All eyes have turned to South Dakota Gov. Dennis Daugaard following the state Senate’s decision to approve legislation banning transgender students from using public school bathrooms and locker rooms that align with their gender identities.
Lawmakers in the Republican-controlled state Senate voted 20-15 Tuesday night to pass House Bill 1008 — one of four anti-LGBT measures introduced in South Dakota this session and part of a raft of anti-LGBT legislation pending nationwide.
If it’s signed by Daugaard, a Republican, South Dakota would become the first state in the country to restrict access to public school restrooms and locker rooms based solely on a person’s “biological sex,” defined in this bill as “the physical condition of being male or female as determined by a person’s chromosomes and anatomy as identified at birth.” The legislation entitles transgender students, who identify with a gender that differs from the one assigned to them at birth, to a “reasonable accommodation” — which could include a single-stall, unisex, or faculty restroom. But all of those options, transgender students say, stigmatizes and discriminates against them.
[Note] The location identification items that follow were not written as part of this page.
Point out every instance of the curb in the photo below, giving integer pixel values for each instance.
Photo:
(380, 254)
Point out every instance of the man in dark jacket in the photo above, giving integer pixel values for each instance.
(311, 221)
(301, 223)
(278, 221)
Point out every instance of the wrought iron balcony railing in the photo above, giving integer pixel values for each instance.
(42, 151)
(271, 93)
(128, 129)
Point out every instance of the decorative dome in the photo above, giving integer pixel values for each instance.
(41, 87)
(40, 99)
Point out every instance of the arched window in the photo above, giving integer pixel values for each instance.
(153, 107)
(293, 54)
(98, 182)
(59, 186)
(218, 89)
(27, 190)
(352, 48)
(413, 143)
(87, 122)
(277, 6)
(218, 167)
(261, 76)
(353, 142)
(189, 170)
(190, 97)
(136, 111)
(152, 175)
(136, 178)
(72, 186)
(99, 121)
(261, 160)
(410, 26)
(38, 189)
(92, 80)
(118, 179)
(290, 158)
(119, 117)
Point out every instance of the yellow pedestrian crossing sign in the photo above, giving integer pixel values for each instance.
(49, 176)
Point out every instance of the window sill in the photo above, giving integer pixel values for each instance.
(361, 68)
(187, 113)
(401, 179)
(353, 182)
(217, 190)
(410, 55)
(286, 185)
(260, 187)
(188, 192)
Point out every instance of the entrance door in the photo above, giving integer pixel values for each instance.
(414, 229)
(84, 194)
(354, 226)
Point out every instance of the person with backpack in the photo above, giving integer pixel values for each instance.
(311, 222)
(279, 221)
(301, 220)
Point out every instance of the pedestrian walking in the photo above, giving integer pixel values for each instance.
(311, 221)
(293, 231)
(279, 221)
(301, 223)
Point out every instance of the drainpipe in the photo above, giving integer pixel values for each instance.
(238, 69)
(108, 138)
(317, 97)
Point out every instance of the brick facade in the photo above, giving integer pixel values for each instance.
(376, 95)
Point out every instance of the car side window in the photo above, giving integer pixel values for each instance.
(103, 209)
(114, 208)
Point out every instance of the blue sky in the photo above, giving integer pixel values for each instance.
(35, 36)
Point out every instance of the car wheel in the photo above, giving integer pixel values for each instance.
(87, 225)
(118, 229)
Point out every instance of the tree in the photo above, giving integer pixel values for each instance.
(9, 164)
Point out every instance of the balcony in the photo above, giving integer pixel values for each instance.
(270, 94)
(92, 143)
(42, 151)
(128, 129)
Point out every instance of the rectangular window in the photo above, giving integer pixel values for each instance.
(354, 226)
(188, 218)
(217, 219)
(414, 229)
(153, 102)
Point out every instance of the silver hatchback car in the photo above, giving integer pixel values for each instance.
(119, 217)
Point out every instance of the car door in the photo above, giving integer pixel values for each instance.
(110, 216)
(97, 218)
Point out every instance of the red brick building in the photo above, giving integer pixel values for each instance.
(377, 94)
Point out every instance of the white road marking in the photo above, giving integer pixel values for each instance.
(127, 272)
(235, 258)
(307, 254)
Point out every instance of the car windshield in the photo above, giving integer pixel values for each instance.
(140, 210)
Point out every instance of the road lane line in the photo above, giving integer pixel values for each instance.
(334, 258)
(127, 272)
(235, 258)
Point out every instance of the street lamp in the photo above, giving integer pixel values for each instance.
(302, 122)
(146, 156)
Related: Anti-trans bill on the brink of becoming law in South Dakota
“If I were a kid in South Dakota today, I probably wouldn’t survive into adulthood,” said ACLU staff attorney Chase Strangio, who is trans, in a tweet. “HB 1008 threatens our community.”
The bill’s proponents have said the measure is intended to protect students’ privacy in the wake of the Department of Education’s 2014 decision to interpret discrimination based on gender identity as a form of sex discrimination, which is prohibited under Title IX of the 1972 Education Amendments. A number of Republican lawmakers who supported the bill said the federal government had overstepped its authority with that interpretation. But opponents argued that it was legislation like HB 1008 — not the Obama administration — that had overreached.